Six months. She developed a habit of smiling for the camera around five or six months. Such a little sunbeam.
This is a video of B and me with Steve's parents' dogs, Sunny and Bjorn. B was eight months old and already an animal lover. I love her screams and excitement whenever they come near her! And she was so tiny!
These days she's totally cracking us up. She talks literally all the time, and she's at the stage where she has to point out every little thing she notices--Laura calls it the "constant commentary". Yesterday she saw a man with a white beard and annouced that it was Santa Claus. :) She's also very concerned about rules, order, and where things go--every morning she wants to know where Daddy is, and she's been asking where the sun went this week (then she usually says "Sun went behind the clouds!"). She tattles on everyone, including herself: if she tells me "We don't put things in the toilet!" it means I'd better go check on the toilet because she just put something in there.

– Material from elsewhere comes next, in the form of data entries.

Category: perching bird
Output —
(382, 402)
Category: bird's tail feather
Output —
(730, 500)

I truly can't believe that we're getting ready to do this all over again. When B was born Steve and I were so overwhelmed that we wondered all the time--how do people ever have more than one child? I guess we're about to find out--and we're as ready as we're ever going to be.


Everyday heaven said...

Sounds like you are ready to me. This is the beginning of life with four. Things will never be the same, and it is so, so exciting and wonderful. Can't wait to meet the new family member and see the person he or she becomes!

Kimberly said...

Love this story and it came at the perfect time as Z and I just attended our first birthing class last night. We talked about the stages of labor and got to see a birth. . .My birth plan is going to be easy--DRUGS--lots of them. :) And so weird they didn't give you water--the video and the teacher kept talking about how important that is!! After every contraction they want you to drink. Your nurse sounded like a stinky doozer.